25 Mar 2014

Tricky business – allocating co-founder shares

By Paul Miller

How you allocate shares between co-founders when you start a new venture can be pretty gnarly if you don’t get it right. It’s also one of those things that can be tricky to talk about because it can seem both technical and emotional at the same time. If you’re applying to BGV, it also helps to decide this before you apply – we’ll more than likely ask you about it at interview.

There’s not really a formula for working out the split because every venture and every founder is different. Startups are still a new thing for most people and it’s quite hard to get your head around what is ‘normal’ or ‘fair’. An equal split can be the right thing – but you should come to that conclusion after an honest discussion rather than just because it’s the easiest option.

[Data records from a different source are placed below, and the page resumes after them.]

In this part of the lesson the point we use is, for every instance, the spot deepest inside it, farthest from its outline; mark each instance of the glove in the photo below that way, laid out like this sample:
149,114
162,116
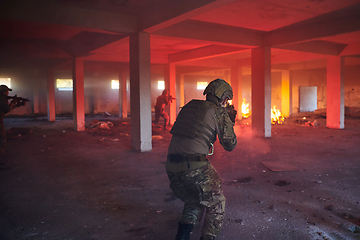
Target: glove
232,112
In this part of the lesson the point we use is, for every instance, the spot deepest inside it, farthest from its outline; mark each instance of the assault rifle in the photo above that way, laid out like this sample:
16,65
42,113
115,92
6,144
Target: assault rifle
170,98
231,111
18,100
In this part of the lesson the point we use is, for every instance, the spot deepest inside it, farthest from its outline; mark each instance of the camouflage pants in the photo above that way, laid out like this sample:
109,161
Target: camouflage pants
200,190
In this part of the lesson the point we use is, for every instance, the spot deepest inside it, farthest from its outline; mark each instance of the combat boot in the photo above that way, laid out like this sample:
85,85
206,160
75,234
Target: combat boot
184,231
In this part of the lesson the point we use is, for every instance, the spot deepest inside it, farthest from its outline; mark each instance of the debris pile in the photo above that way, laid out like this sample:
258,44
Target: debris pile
101,124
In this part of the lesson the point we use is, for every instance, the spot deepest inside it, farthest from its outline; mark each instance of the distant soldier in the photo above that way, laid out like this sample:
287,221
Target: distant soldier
6,107
161,101
192,177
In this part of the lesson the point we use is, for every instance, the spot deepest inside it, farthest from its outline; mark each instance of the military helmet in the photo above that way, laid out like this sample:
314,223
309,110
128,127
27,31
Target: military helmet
219,88
4,88
165,92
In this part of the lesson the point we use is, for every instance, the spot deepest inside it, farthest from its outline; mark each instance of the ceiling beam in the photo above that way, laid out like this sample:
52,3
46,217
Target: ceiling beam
202,53
48,12
194,29
317,46
337,22
167,13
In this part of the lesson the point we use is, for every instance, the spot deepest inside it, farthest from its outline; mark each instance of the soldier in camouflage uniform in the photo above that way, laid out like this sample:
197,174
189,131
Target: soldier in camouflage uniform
5,107
192,177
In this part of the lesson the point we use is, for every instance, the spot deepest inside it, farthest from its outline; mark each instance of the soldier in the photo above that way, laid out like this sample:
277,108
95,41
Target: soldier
192,177
161,101
6,107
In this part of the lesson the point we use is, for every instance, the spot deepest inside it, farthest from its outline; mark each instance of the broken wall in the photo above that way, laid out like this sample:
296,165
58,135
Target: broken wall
352,86
304,78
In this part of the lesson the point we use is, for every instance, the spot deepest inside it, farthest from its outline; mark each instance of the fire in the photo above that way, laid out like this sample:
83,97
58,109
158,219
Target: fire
245,110
276,116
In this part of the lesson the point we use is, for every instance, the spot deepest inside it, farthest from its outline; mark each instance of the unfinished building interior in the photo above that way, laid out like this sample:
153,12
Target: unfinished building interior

Each of the following is something that increases the value you bring to the venture and should probably be part of the discussion:

  • Are you putting money into the startup?
  • Was it your idea? Although bear in mind that making it happen will be much harder.
  • How much time have you spent so far?
  • What’s the technical value you bring?
  • What’s the design value you bring? Are you the one who really understands the problem you’re trying to solve.
  • Finally what’s the organisational value you bring?  Sometimes this is about leadership or it can be about the experience you have of running an organisation.

Ultimately which of the types of value you bring should be most highly valued is dependent on what the company is doing, but all are worth talking through.

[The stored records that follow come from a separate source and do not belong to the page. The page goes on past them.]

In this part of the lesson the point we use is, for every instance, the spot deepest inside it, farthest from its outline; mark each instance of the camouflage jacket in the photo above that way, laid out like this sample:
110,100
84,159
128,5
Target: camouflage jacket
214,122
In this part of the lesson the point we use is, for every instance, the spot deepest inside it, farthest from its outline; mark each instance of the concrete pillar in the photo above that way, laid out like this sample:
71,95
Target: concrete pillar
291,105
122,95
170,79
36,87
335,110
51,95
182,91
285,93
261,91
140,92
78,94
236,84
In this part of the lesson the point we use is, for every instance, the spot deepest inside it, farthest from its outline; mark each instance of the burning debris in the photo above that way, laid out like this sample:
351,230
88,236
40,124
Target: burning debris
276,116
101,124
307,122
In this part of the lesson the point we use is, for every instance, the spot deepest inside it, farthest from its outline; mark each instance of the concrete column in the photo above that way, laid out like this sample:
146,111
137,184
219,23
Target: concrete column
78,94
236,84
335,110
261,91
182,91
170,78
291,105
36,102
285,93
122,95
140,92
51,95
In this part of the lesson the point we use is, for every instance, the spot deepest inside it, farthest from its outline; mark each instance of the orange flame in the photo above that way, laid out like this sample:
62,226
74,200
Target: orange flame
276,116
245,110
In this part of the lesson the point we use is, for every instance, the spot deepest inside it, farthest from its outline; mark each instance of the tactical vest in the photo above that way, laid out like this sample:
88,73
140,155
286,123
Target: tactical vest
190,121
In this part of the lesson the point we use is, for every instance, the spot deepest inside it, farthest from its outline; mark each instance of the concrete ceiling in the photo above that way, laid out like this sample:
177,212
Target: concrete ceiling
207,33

A few other things to note:

  • Having the possibility of ‘deadlock’ in the way you split shares can turn out to be a problem – this is basically if you can add up the shares so that you could have a vote that ends in a draw. Splitting shares 51:49 is one way around this or you can appoint an independent Chairperson.
  • When it comes to vesting of shares, in the UK we do things slightly differently from the US because of tax law over here. The outcome is the same but the legal documents are different. What’s called vesting in the US is done as ‘reverse vesting’ in the UK.
  • In the UK, there’s a thing called Entrepreneurs Relief which is a tax break should your shares be sold. It has two qualifying criteria: You own at least 5% of the voting shares in the company and you work for the company when the shares are sold – worth bearing in mind.